Bobby, those look so cool. I really like them and they look much better as a pen than a snake.


----------



## Robert A. (Jan 8, 2009)

2COOL pens Bobby!!!!!!!1


----------



## liftologist (Dec 8, 2007)

Good job Bobby !! glad to see you put it to use


----------



## Bobby (May 21, 2004)

liftologist said:


> Good job Bobby !! glad to see you put it to use


I also bought me a pencil torch at HF yesterday($4.99). I'm going to try the soldering the tubes again.:biggrin:


----------



## Flat Fish (Jun 18, 2005)

I've had the soldering stuf a while but was using a metal epoxy. Finally tried the solder Thursday with good results. Seems like it takes a long time for the solder to wick into the small slot between tube and casing though. It must compress the tube because it seems a much tighter fit on the transmission that the epoxy caused. Reeming the tubes is a must.


----------



## bill (May 21, 2004)

we are overdue a fyi diy lol


----------



## Bobby (May 21, 2004)

speckle-catcher said:


> I have some mesquite I can bring tomorrow if you need it.

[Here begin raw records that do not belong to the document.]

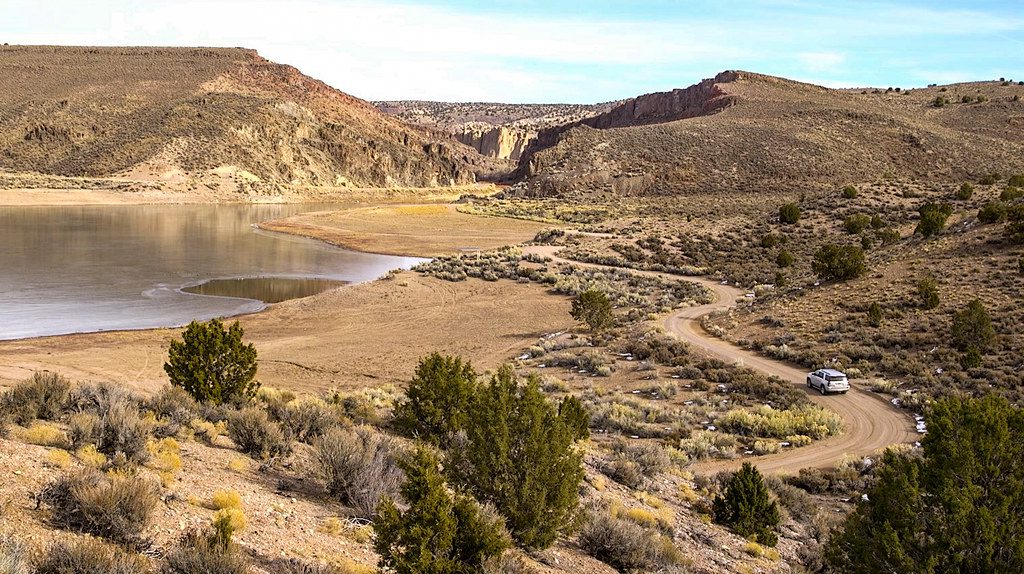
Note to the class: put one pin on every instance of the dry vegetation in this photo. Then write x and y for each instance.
(419, 230)
(748, 132)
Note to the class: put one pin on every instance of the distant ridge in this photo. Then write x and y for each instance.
(741, 130)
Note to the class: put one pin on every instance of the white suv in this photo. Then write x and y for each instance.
(828, 381)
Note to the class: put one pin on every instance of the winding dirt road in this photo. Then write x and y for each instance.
(870, 423)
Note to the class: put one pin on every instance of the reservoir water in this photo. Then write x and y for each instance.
(88, 268)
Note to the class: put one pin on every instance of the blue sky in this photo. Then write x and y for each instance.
(559, 51)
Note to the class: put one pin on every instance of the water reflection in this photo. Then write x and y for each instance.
(83, 268)
(267, 290)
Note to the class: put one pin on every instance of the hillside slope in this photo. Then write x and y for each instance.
(753, 132)
(171, 113)
(497, 130)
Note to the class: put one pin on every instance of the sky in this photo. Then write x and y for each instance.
(570, 51)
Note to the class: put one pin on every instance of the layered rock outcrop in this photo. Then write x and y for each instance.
(101, 112)
(496, 141)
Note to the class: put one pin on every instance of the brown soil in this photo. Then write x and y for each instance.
(366, 335)
(743, 131)
(420, 230)
(225, 115)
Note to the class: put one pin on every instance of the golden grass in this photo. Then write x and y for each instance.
(43, 434)
(59, 458)
(90, 456)
(165, 458)
(236, 516)
(238, 465)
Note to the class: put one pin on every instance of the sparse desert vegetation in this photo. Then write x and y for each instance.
(544, 394)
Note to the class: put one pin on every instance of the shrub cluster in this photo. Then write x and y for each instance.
(811, 421)
(625, 545)
(358, 466)
(117, 508)
(839, 263)
(45, 395)
(253, 432)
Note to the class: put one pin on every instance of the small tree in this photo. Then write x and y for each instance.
(1015, 224)
(437, 398)
(992, 212)
(788, 214)
(875, 314)
(212, 363)
(747, 508)
(955, 509)
(520, 456)
(439, 533)
(593, 308)
(928, 292)
(856, 223)
(839, 263)
(784, 259)
(966, 191)
(972, 327)
(933, 218)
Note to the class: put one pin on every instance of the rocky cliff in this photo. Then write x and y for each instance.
(502, 131)
(744, 131)
(180, 113)
(496, 141)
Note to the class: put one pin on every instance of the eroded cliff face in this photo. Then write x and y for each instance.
(745, 131)
(497, 141)
(101, 112)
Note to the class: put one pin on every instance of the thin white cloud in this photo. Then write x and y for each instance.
(390, 49)
(821, 61)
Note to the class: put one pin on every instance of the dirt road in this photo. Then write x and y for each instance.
(870, 423)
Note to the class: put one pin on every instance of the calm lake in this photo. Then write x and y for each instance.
(75, 269)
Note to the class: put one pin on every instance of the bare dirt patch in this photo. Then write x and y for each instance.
(367, 335)
(424, 230)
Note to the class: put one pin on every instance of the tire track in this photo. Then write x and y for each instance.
(870, 423)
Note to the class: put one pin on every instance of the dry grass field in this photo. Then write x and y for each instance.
(369, 335)
(420, 230)
(755, 133)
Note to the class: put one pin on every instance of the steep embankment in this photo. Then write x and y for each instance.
(753, 132)
(171, 114)
(501, 131)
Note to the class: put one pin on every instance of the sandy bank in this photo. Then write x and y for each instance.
(361, 336)
(416, 230)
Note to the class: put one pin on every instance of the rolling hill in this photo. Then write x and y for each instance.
(747, 131)
(175, 113)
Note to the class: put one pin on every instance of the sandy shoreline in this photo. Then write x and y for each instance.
(25, 196)
(363, 335)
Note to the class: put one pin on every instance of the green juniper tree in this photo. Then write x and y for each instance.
(958, 508)
(747, 508)
(437, 399)
(439, 532)
(212, 363)
(520, 455)
(593, 308)
(839, 263)
(788, 214)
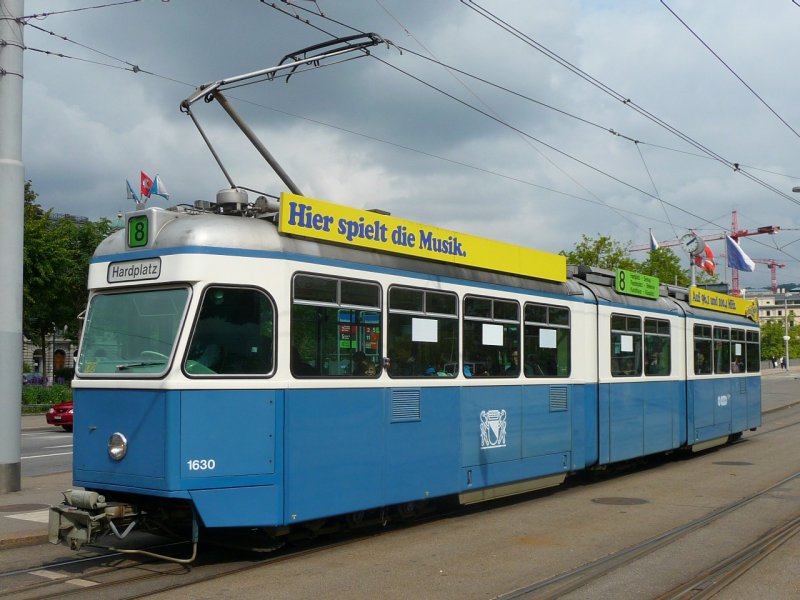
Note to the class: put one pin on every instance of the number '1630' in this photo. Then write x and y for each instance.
(201, 464)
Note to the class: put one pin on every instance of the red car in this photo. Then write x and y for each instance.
(60, 415)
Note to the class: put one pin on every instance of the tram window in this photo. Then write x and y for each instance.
(315, 289)
(626, 346)
(738, 351)
(753, 352)
(233, 334)
(491, 337)
(703, 350)
(722, 350)
(131, 333)
(547, 341)
(337, 334)
(657, 359)
(422, 334)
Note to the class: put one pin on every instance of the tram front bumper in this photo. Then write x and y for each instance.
(82, 517)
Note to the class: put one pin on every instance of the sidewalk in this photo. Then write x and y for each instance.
(24, 514)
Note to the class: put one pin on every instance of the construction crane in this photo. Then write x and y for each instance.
(735, 234)
(773, 269)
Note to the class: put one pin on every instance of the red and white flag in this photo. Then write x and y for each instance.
(147, 184)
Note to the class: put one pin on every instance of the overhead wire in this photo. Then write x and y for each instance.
(496, 119)
(134, 68)
(475, 95)
(727, 66)
(69, 10)
(477, 8)
(736, 166)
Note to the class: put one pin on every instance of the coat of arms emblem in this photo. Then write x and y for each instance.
(493, 428)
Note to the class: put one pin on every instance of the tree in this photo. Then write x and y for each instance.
(56, 258)
(608, 253)
(666, 265)
(603, 252)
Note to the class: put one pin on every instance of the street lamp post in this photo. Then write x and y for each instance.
(786, 330)
(53, 356)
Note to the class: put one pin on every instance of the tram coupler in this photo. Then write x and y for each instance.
(83, 516)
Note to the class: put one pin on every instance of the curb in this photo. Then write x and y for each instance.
(23, 539)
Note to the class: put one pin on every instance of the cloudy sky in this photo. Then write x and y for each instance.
(566, 118)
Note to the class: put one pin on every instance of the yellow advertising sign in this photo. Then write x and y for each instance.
(329, 222)
(723, 303)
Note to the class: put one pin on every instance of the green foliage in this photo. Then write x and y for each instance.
(55, 269)
(605, 252)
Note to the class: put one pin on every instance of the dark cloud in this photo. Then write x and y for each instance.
(365, 134)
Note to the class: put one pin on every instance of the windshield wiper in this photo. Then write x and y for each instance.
(140, 364)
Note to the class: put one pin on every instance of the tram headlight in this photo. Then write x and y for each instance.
(117, 446)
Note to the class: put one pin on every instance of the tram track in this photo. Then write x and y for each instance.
(709, 581)
(713, 580)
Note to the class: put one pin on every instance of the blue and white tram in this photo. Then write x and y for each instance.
(231, 376)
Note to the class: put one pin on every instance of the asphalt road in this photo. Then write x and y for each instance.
(46, 452)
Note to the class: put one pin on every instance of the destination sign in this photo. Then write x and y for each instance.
(134, 270)
(636, 284)
(329, 222)
(723, 303)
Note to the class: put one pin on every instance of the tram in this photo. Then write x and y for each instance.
(286, 367)
(239, 370)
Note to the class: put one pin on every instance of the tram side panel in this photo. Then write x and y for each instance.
(639, 414)
(724, 394)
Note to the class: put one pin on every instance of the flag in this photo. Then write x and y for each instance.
(158, 188)
(147, 183)
(705, 260)
(131, 194)
(653, 242)
(737, 259)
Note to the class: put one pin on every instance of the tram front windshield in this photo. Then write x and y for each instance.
(132, 332)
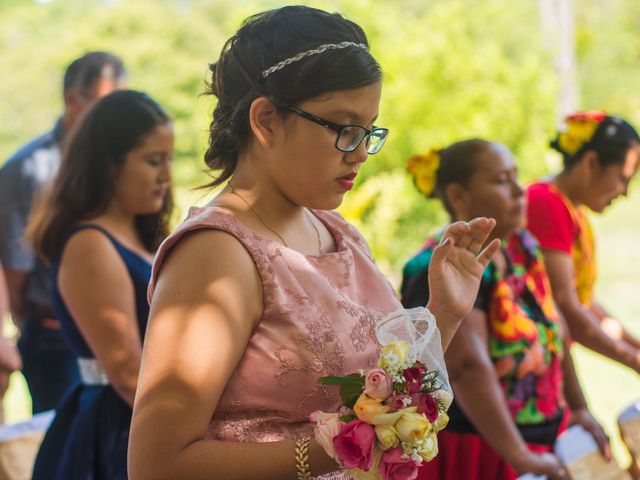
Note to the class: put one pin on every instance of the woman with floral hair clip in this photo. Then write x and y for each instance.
(510, 374)
(600, 155)
(265, 290)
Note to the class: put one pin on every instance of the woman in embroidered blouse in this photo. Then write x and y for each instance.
(266, 289)
(600, 155)
(506, 362)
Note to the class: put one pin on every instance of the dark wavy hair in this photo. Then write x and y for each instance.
(264, 40)
(611, 141)
(458, 162)
(85, 183)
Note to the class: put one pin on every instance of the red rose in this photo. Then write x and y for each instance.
(393, 467)
(354, 445)
(426, 404)
(413, 376)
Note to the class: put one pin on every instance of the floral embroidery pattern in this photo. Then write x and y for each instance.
(524, 340)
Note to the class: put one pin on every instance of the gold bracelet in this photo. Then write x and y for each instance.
(302, 458)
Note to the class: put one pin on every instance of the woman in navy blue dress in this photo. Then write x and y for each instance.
(99, 226)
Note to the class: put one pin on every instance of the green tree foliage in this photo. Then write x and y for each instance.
(453, 69)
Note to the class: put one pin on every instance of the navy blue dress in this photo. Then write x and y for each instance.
(88, 437)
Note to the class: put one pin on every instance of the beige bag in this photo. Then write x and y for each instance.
(579, 453)
(19, 444)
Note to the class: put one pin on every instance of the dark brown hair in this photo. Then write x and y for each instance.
(264, 40)
(458, 162)
(611, 141)
(84, 186)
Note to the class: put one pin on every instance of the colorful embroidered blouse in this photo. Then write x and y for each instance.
(559, 225)
(524, 341)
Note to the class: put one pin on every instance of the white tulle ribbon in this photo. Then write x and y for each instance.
(417, 326)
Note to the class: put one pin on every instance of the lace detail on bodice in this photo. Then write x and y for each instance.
(316, 322)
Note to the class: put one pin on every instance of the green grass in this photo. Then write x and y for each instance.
(609, 386)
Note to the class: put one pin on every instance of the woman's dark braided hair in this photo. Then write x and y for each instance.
(262, 41)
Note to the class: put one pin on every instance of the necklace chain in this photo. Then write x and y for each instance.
(284, 242)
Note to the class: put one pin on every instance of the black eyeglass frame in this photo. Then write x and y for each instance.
(336, 127)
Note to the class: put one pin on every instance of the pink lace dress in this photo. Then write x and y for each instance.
(320, 312)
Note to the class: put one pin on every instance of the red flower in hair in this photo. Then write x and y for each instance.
(593, 115)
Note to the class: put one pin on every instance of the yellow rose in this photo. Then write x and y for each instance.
(412, 426)
(387, 436)
(392, 418)
(578, 132)
(430, 449)
(424, 170)
(393, 354)
(441, 422)
(366, 408)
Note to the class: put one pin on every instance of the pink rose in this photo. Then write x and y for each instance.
(354, 445)
(398, 402)
(393, 467)
(426, 404)
(327, 427)
(378, 384)
(413, 376)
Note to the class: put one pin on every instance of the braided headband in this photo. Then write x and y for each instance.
(299, 56)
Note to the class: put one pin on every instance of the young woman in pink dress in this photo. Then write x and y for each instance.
(266, 289)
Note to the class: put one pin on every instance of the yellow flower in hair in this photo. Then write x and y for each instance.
(424, 170)
(580, 128)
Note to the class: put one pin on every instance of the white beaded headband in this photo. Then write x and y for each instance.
(299, 56)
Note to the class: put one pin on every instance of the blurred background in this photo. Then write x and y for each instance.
(454, 69)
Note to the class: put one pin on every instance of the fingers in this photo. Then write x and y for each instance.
(457, 232)
(487, 254)
(480, 230)
(470, 236)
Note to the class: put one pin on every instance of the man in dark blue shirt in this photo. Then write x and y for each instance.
(48, 365)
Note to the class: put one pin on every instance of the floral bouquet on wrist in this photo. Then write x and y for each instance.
(390, 416)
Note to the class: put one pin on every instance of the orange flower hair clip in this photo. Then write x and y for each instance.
(424, 170)
(579, 129)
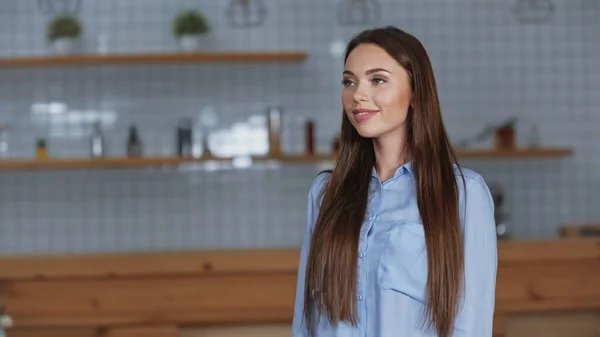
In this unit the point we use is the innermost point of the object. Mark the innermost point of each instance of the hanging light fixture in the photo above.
(358, 12)
(54, 7)
(246, 13)
(533, 11)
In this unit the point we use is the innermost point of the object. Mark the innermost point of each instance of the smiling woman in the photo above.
(397, 233)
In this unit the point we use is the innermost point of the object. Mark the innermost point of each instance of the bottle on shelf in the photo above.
(41, 148)
(134, 144)
(309, 137)
(184, 137)
(274, 119)
(97, 141)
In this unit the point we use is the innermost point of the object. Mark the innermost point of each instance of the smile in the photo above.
(362, 115)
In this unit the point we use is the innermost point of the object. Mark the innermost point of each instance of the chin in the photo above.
(368, 132)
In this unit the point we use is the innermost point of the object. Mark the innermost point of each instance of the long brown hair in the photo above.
(332, 262)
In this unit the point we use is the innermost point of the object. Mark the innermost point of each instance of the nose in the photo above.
(360, 94)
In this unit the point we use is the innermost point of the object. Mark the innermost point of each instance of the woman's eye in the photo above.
(346, 83)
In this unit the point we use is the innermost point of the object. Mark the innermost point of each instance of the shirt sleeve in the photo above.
(475, 318)
(298, 324)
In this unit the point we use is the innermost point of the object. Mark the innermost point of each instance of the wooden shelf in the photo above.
(124, 162)
(85, 163)
(517, 153)
(116, 59)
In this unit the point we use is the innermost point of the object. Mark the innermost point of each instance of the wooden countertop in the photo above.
(243, 261)
(257, 286)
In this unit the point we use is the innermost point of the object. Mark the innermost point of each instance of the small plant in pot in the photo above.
(63, 32)
(188, 27)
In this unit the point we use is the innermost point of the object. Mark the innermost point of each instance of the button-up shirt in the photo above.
(392, 261)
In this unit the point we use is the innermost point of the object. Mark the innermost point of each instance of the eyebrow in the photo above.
(368, 72)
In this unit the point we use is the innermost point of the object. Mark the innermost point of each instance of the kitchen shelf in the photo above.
(75, 163)
(516, 153)
(153, 58)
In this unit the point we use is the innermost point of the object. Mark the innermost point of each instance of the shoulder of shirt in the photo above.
(471, 177)
(474, 182)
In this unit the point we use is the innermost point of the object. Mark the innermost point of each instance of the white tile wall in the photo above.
(488, 66)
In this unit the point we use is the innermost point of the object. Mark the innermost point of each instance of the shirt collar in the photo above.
(405, 168)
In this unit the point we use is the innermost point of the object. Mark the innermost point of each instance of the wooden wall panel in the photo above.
(256, 287)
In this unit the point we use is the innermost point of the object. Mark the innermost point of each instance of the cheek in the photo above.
(347, 98)
(393, 100)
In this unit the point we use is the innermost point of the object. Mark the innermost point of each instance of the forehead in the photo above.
(369, 56)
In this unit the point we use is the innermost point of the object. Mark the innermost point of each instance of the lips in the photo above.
(362, 115)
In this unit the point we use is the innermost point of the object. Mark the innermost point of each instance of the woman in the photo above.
(393, 245)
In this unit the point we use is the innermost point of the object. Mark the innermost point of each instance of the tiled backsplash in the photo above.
(488, 66)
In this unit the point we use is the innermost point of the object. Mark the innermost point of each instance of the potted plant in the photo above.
(188, 27)
(62, 32)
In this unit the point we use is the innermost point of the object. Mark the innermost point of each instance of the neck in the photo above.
(390, 154)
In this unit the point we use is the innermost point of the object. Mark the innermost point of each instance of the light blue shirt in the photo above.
(392, 261)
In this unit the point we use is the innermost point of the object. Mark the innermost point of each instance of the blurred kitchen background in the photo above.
(121, 133)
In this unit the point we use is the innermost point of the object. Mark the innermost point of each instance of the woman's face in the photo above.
(376, 94)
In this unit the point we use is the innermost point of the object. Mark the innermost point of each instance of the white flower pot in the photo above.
(63, 45)
(189, 43)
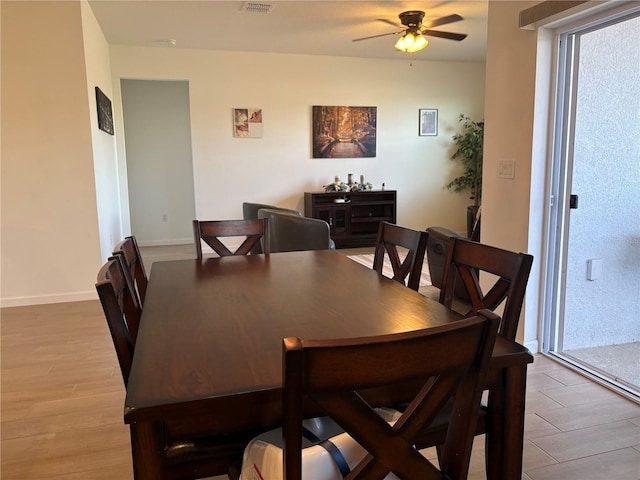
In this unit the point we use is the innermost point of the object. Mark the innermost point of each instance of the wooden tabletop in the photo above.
(211, 331)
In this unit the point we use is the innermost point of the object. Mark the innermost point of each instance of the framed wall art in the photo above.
(105, 114)
(428, 122)
(247, 122)
(344, 132)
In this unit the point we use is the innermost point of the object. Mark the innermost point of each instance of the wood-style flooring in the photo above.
(62, 408)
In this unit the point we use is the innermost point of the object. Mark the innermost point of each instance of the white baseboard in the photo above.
(44, 299)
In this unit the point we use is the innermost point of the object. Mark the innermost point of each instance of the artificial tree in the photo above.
(469, 146)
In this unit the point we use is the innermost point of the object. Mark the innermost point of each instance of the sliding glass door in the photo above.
(593, 315)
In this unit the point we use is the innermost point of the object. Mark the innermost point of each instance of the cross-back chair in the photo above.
(134, 268)
(254, 230)
(407, 270)
(206, 455)
(466, 259)
(338, 377)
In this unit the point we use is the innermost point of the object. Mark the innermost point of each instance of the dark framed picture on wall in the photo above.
(428, 122)
(105, 114)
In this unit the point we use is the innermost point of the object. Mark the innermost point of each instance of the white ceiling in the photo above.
(296, 27)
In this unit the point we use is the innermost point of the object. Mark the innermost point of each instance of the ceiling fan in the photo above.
(413, 30)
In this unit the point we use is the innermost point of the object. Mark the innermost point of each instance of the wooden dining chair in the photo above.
(466, 260)
(254, 230)
(208, 454)
(134, 267)
(121, 310)
(339, 378)
(406, 270)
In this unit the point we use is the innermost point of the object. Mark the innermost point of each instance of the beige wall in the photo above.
(509, 117)
(278, 167)
(53, 55)
(50, 246)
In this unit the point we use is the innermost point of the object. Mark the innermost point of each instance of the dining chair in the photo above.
(406, 270)
(207, 454)
(250, 210)
(134, 268)
(121, 310)
(507, 284)
(254, 230)
(340, 378)
(289, 232)
(508, 274)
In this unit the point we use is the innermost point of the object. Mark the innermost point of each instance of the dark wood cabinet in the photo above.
(354, 217)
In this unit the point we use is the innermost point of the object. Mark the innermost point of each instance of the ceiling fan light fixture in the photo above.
(411, 42)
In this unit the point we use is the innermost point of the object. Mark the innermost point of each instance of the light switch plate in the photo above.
(507, 169)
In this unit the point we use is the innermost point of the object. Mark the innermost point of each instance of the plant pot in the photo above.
(473, 227)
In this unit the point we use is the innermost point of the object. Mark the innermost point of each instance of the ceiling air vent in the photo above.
(257, 7)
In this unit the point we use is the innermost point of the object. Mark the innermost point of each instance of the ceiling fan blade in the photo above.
(448, 35)
(442, 21)
(376, 36)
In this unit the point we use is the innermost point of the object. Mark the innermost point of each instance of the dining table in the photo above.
(208, 355)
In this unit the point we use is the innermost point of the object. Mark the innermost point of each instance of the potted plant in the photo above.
(469, 146)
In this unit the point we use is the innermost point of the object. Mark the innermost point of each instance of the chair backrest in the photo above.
(337, 376)
(121, 310)
(289, 232)
(465, 262)
(253, 230)
(250, 210)
(390, 237)
(134, 268)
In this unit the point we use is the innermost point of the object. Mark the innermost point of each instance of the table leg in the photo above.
(494, 437)
(505, 429)
(514, 399)
(146, 451)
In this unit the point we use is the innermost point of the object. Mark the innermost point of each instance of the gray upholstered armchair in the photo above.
(290, 232)
(250, 210)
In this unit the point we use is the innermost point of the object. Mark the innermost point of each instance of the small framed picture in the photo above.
(428, 122)
(247, 122)
(105, 115)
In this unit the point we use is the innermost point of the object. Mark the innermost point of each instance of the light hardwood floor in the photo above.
(62, 406)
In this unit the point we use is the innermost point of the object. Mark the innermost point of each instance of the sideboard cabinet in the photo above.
(353, 217)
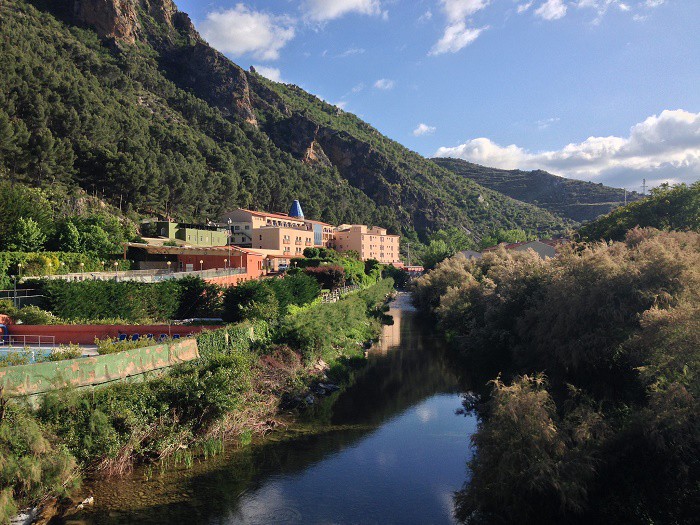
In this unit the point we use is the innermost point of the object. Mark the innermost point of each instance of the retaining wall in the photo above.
(86, 334)
(25, 380)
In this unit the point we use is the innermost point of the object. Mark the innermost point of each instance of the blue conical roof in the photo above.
(295, 211)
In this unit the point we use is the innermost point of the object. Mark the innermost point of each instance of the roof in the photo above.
(276, 215)
(295, 210)
(189, 250)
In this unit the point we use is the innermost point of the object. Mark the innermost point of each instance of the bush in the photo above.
(251, 300)
(35, 315)
(104, 299)
(198, 298)
(32, 465)
(328, 277)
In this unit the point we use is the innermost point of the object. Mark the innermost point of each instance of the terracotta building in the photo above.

Yea Shawn go ahead and bring me some. I can always use free wood.

P.S. Shawn just left the house. He brought me some mesquite.:biggrin::biggrin:


----------



## liftologist (Dec 8, 2007)

Paul what size solder are you using? I use the small diameter solder. and it flows great. I crushed a couple of trannys before I found out reaming was needed....

QUOTE=Flat Fish;2782537]I've had the soldering stuf a while but was using a metal epoxy. Finally tried the solder Thursday with good results. Seems like it takes a long time for the solder to wick into the small slot between tube and casing though. It must compress the tube because it seems a much tighter fit on the transmission that the epoxy caused. Reeming the tubes is a must.[/QUOTE]


----------



## Flat Fish (Jun 18, 2005)

I probably do have too large an OD solder. I stole that reeming tip from you after crushing several... Thanks


----------



## Viking48 (Jan 24, 2006)

I agree with Slip - I like those skins much better in a pen. Good work.


----------



## liftologist (Dec 8, 2007)

Flat Fish said:


> I've had the soldering stuf a while but was using a metal epoxy. Finally tried the solder Thursday with good results. Seems like it takes a long time for the solder to wick into the small slot between tube and casing though. It must compress the tube because it seems a much tighter fit on the transmission that the epoxy caused. Reeming the tubes is a must.


Paul, The solder I use is .95mm diameter I picked it up from HF. Hope this helps


----------



## driftfish20 (May 13, 2006)

2cool, nice work!


----------